Or maybe he did. Zod’s dialogue, third act especially, was so bland and “Wmah-Hah-Hah!”, I think I zoned out once or twice.
Jess Nevins: No, unfortunately. I felt like that was a dropped subplot, almost—the film made the point and never followed up on it, in either action (what represented hope in Superman’s actions and behavior?) or words.
Maybe they are setting it up for the sequel?
Todd Sokolove: The S on his chest might stand for hope, but in this film he was sent to the wrong planet. Earth feels without hope in Man of Steel.
There’s no sense that Superman will be there to save the day, because he’s not yet really there for everyone. Any of his heroic feats in the movie are played off as part of his superpowers’ learning curve. There’s way too much tragedy in the film for hope. I agree with Jess that it’s set up for the more traditional Superman in the next installment.
Elliott Serrano: I would like to say that “hope” is the ideal that Superman wants to embody but has yet to figure out how. The reality is that it was an idea that got lost between the script and the screen. I agree with Todd that there was too much tragedy in the film for it to be hopeful.
The audience is expected to be blissfully ignorant of the number of lives that were lost during the battle of Metropolis, so I guess Snyder had the “hope” that his CGI video game climax would provide the necessary distraction to keep them that way.

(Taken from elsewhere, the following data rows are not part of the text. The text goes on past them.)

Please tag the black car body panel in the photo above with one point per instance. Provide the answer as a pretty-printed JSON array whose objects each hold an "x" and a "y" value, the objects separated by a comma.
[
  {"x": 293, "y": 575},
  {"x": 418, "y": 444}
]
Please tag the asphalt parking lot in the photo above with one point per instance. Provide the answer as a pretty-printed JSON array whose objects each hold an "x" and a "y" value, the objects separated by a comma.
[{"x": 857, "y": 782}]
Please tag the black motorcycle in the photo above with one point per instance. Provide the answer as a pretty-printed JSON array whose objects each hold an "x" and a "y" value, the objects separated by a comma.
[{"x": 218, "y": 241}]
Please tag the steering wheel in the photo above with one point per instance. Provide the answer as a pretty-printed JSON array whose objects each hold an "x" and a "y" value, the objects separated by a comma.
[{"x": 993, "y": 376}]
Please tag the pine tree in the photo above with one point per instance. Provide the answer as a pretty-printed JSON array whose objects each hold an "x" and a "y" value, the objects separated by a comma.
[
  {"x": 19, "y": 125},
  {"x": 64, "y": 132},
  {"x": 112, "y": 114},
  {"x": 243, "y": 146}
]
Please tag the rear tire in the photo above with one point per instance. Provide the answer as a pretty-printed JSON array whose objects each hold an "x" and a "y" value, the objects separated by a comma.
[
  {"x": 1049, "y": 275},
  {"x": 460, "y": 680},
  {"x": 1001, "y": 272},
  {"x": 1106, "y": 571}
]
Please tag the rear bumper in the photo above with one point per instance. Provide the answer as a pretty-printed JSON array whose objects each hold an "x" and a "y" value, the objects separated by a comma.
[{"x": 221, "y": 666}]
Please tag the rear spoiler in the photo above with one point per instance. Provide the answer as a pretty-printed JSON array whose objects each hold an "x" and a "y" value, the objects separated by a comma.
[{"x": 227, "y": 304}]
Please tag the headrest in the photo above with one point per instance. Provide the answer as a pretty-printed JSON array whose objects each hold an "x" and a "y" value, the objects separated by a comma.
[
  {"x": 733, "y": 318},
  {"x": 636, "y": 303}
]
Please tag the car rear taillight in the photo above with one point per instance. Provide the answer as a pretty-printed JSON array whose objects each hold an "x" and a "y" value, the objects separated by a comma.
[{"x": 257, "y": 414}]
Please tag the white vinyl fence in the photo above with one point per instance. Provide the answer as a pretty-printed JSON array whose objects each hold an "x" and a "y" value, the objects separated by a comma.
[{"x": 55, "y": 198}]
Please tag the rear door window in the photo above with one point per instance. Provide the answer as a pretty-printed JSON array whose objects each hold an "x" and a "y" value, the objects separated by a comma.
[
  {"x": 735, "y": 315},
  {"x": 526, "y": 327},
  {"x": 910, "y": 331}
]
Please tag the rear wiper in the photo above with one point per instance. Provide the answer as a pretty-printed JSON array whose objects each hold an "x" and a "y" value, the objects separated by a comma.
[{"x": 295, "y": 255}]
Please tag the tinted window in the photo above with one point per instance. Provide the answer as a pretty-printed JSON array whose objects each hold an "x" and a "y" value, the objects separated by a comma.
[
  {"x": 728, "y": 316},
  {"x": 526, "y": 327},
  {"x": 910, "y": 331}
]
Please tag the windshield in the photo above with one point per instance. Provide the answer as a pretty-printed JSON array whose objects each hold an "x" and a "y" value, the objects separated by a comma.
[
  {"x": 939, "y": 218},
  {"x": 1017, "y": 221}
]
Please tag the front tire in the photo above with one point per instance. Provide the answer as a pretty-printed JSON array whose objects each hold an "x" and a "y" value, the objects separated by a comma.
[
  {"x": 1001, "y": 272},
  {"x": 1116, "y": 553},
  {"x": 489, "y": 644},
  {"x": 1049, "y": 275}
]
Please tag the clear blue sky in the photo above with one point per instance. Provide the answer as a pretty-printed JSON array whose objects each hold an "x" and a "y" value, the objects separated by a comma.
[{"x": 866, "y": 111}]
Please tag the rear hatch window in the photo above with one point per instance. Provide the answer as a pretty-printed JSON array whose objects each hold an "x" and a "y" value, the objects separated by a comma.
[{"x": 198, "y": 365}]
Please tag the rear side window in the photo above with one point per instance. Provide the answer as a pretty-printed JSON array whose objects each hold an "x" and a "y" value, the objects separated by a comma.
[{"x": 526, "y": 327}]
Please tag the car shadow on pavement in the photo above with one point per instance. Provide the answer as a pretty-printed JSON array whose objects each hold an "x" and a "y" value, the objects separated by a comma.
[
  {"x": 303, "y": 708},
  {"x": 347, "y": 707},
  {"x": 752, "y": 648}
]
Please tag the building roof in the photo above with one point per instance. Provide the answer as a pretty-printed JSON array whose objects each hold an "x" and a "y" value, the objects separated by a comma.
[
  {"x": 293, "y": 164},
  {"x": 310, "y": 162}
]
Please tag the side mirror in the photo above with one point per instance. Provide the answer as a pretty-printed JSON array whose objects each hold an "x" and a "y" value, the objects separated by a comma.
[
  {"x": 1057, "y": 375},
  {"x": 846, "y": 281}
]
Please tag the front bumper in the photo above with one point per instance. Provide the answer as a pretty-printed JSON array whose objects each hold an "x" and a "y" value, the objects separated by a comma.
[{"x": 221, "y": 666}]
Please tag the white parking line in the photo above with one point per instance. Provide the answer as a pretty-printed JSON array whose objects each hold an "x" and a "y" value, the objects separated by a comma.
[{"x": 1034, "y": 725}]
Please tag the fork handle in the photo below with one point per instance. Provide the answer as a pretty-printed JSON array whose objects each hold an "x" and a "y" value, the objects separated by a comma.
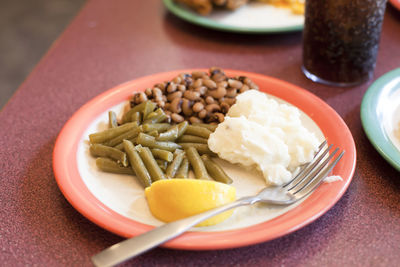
[{"x": 135, "y": 246}]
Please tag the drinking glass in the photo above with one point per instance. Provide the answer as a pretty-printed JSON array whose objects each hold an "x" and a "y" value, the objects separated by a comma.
[{"x": 341, "y": 39}]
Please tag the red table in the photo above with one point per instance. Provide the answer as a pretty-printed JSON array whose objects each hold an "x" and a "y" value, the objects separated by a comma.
[{"x": 112, "y": 42}]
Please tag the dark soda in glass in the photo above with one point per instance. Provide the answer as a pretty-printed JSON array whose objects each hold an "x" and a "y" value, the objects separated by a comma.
[{"x": 341, "y": 39}]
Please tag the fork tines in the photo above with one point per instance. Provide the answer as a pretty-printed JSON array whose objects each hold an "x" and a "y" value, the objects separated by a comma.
[{"x": 311, "y": 176}]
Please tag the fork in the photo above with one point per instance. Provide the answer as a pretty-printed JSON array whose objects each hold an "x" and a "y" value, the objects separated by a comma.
[{"x": 303, "y": 184}]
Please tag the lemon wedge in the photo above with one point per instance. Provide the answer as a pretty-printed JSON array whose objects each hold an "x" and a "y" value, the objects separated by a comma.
[{"x": 174, "y": 199}]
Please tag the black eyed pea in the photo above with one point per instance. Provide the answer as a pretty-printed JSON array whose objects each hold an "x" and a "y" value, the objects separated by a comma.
[
  {"x": 218, "y": 93},
  {"x": 198, "y": 107},
  {"x": 224, "y": 107},
  {"x": 235, "y": 83},
  {"x": 222, "y": 84},
  {"x": 231, "y": 92},
  {"x": 171, "y": 87},
  {"x": 198, "y": 74},
  {"x": 160, "y": 86},
  {"x": 253, "y": 86},
  {"x": 157, "y": 93},
  {"x": 230, "y": 100},
  {"x": 160, "y": 104},
  {"x": 186, "y": 107},
  {"x": 148, "y": 92},
  {"x": 191, "y": 95},
  {"x": 202, "y": 114},
  {"x": 201, "y": 89},
  {"x": 211, "y": 108},
  {"x": 177, "y": 80},
  {"x": 244, "y": 88},
  {"x": 219, "y": 117},
  {"x": 177, "y": 118},
  {"x": 210, "y": 100},
  {"x": 194, "y": 119},
  {"x": 210, "y": 84},
  {"x": 197, "y": 83},
  {"x": 181, "y": 88},
  {"x": 175, "y": 106},
  {"x": 177, "y": 94}
]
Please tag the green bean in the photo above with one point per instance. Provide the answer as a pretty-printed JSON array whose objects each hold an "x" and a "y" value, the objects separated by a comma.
[
  {"x": 177, "y": 151},
  {"x": 160, "y": 127},
  {"x": 169, "y": 135},
  {"x": 162, "y": 154},
  {"x": 198, "y": 131},
  {"x": 112, "y": 119},
  {"x": 137, "y": 117},
  {"x": 182, "y": 128},
  {"x": 127, "y": 135},
  {"x": 183, "y": 171},
  {"x": 186, "y": 138},
  {"x": 197, "y": 164},
  {"x": 153, "y": 133},
  {"x": 150, "y": 163},
  {"x": 155, "y": 117},
  {"x": 128, "y": 115},
  {"x": 174, "y": 166},
  {"x": 99, "y": 150},
  {"x": 210, "y": 127},
  {"x": 162, "y": 164},
  {"x": 137, "y": 164},
  {"x": 108, "y": 165},
  {"x": 201, "y": 148},
  {"x": 149, "y": 141},
  {"x": 103, "y": 136},
  {"x": 215, "y": 171}
]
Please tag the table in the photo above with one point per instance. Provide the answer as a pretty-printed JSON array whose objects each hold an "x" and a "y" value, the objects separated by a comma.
[{"x": 110, "y": 43}]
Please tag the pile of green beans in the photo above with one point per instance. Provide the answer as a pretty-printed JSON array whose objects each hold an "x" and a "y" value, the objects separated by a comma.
[{"x": 146, "y": 145}]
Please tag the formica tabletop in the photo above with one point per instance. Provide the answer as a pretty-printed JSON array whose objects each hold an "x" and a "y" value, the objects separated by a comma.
[{"x": 111, "y": 42}]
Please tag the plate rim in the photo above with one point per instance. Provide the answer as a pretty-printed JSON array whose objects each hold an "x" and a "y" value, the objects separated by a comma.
[
  {"x": 395, "y": 3},
  {"x": 369, "y": 119},
  {"x": 209, "y": 23},
  {"x": 96, "y": 212}
]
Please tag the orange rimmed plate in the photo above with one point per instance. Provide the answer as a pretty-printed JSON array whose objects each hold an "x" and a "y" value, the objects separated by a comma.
[{"x": 75, "y": 190}]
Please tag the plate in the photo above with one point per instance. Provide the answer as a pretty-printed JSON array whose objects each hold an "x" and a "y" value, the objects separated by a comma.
[
  {"x": 76, "y": 191},
  {"x": 395, "y": 3},
  {"x": 251, "y": 18},
  {"x": 380, "y": 116}
]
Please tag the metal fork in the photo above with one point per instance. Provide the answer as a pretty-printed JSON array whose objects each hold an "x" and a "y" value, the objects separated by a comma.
[{"x": 303, "y": 184}]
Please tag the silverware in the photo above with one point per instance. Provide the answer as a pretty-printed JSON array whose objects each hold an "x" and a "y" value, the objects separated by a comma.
[{"x": 305, "y": 182}]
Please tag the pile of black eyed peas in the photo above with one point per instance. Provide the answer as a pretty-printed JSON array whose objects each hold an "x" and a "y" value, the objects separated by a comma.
[
  {"x": 145, "y": 144},
  {"x": 197, "y": 97}
]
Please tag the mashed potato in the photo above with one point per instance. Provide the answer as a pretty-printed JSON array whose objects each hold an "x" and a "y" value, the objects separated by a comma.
[{"x": 258, "y": 131}]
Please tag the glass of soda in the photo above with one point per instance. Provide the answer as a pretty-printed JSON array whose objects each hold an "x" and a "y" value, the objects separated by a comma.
[{"x": 341, "y": 39}]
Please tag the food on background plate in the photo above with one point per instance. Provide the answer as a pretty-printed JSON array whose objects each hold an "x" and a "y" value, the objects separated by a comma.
[
  {"x": 262, "y": 132},
  {"x": 241, "y": 126},
  {"x": 296, "y": 6},
  {"x": 198, "y": 97},
  {"x": 171, "y": 200},
  {"x": 205, "y": 7}
]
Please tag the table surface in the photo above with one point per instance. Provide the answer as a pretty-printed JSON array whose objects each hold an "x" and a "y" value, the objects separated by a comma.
[{"x": 108, "y": 44}]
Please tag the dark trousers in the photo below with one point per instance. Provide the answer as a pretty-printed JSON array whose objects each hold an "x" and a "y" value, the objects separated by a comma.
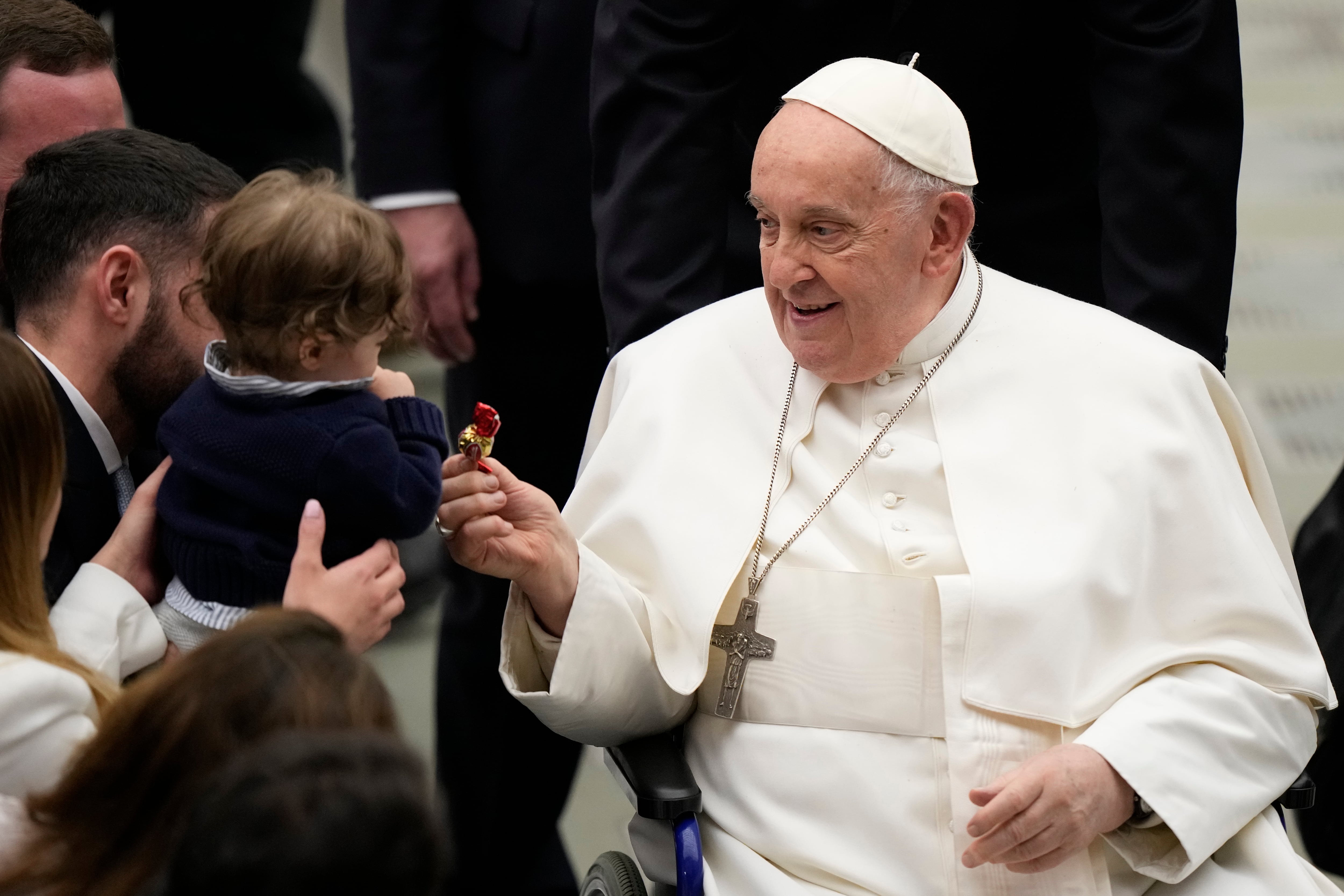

Apathy Babcock: I am going with Todd on this. I was really disconcerted while I was watching this movie and it took me a few days to let it really sink in that Superman lets people die.
And he kills someone.
We may not have identified all the people who died as characters, but with the mass destruction in the city, let’s face it, there was a body count. A casual body count. That Superman never really even took a moment to acknowledge or be sad about. And the messaging was crafted to him by his father felt less hopeful than it did a bummer.
Clay N. Ferno: I’m with Jess — here’s to ‘hoping’ Superman will be more heroic in the next film, as he grows into the role. I did enjoy the movie, but thought that the “hope” line from Superman: Birthright (Mark Waid) was a great easter egg for Superman fans, though not an overarching theme of the film.